How do you know when it is right? After being with my husband of almost 9 years but total 13, I decided to end the marriage because of things he's done. I don't want to just date when I'm in that vulnerable state you know? But, how am I going to know when it's right? This is the time for me to make time for me. I know I'll be focusing on myself. Just wondering.
how long ago did you get divorce?? You should really take time for yourself before looking for other relationships, give time to heal and deal with your previous feelings still running around before engaging in another relationship.
I had a counselor tell me once that a person should wait on month for every year of marriage before dating again, ie: 10 years marriage, wait 10 months to date. I could never wait that long though, I wanted to have fun right away .
i thought u shouldn't think about that right now. i mean, you can just "date" casually but to look for anything serious....i think should come a little later. as u said, ur vulnerable right now. i really think there shouldn't be a time limit on anything, just make sure that ur mind is clear of things. and that in itself is a battle. goodluck tho.
I find that people who go straight from a relationship to a new one have not had time to put down their baggage. Sit and process for a while first. Not to say don't go out and socialise, just beware of starting anything serious. Cheers, Sera
I think you should definately take time for you. 13 years is a long time to be with someone. However, that doesn't mean you should wait years to date again. Don't put too much pressure on yourself to feel a certain way or stick to a certain time frame. Everyone is different. Trust me, when you meet the right person and the time is right you will know without question.
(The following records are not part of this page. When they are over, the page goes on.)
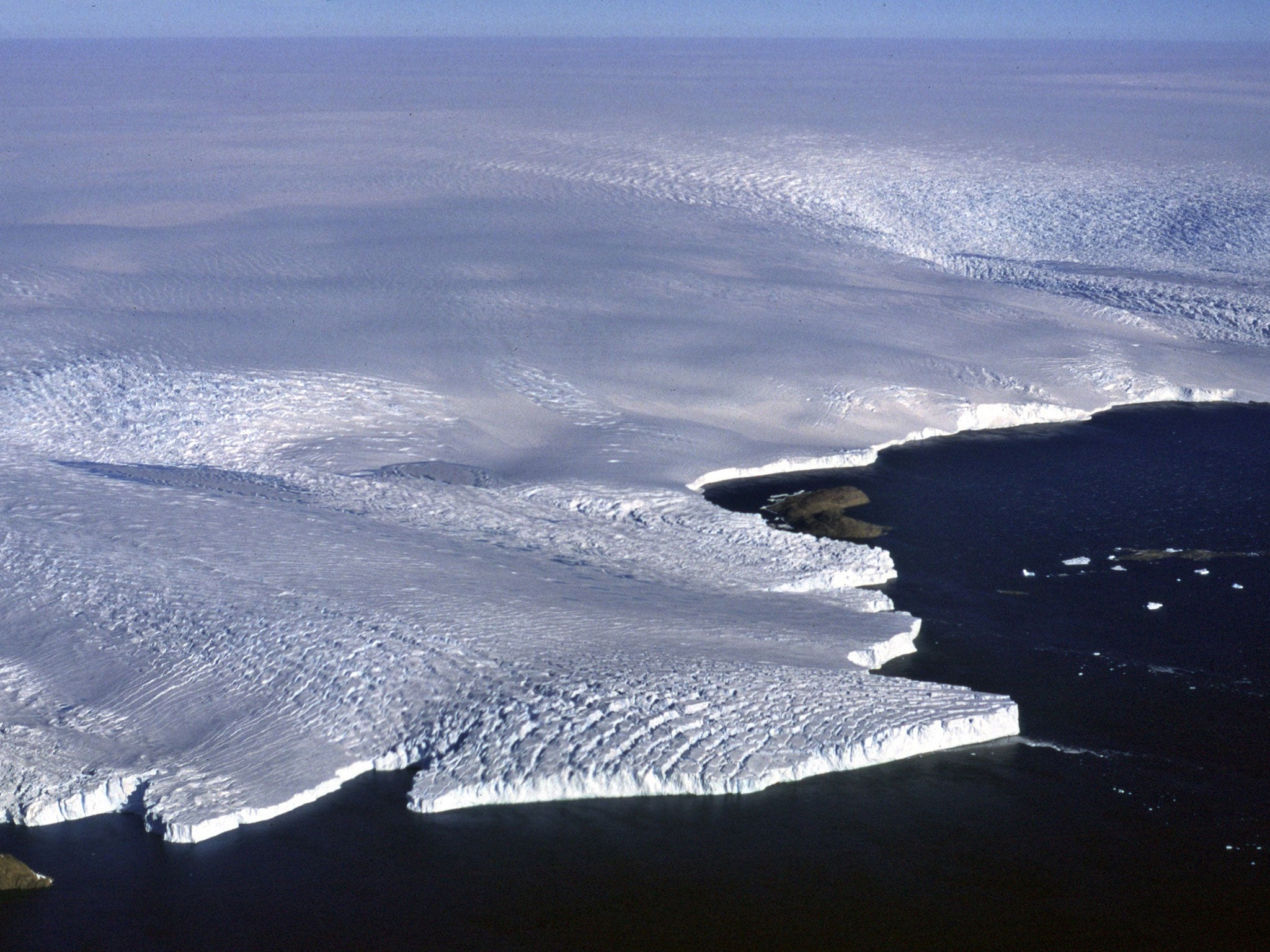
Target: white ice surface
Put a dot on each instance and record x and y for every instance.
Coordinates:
(247, 289)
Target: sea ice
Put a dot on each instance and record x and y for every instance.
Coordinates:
(358, 420)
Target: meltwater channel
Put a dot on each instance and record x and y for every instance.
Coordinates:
(1133, 813)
I feel it's each individuals terms. I was married to an abusive alcoholic for 22 years. Dated him for 4 years before we married. I was soooooooo young I had no idea what alcoholism even was. Our marriage was over for 10 years before I filed for divorce and left. Dated a little, married my husband 2 years after I felt. It was enough time for me as I had grown kids, had spent the better part of my first marriage alone ( not cheating) alone raising my kids , so knew what it was like to live on my own. My marriage to my second husband is healthy and wonderful. you'll know when it's time.
It's hard to say because everyone is different. I would go out with friends and family and have some alone time. Don't do it until you are ready. You could just date around and see people without committment.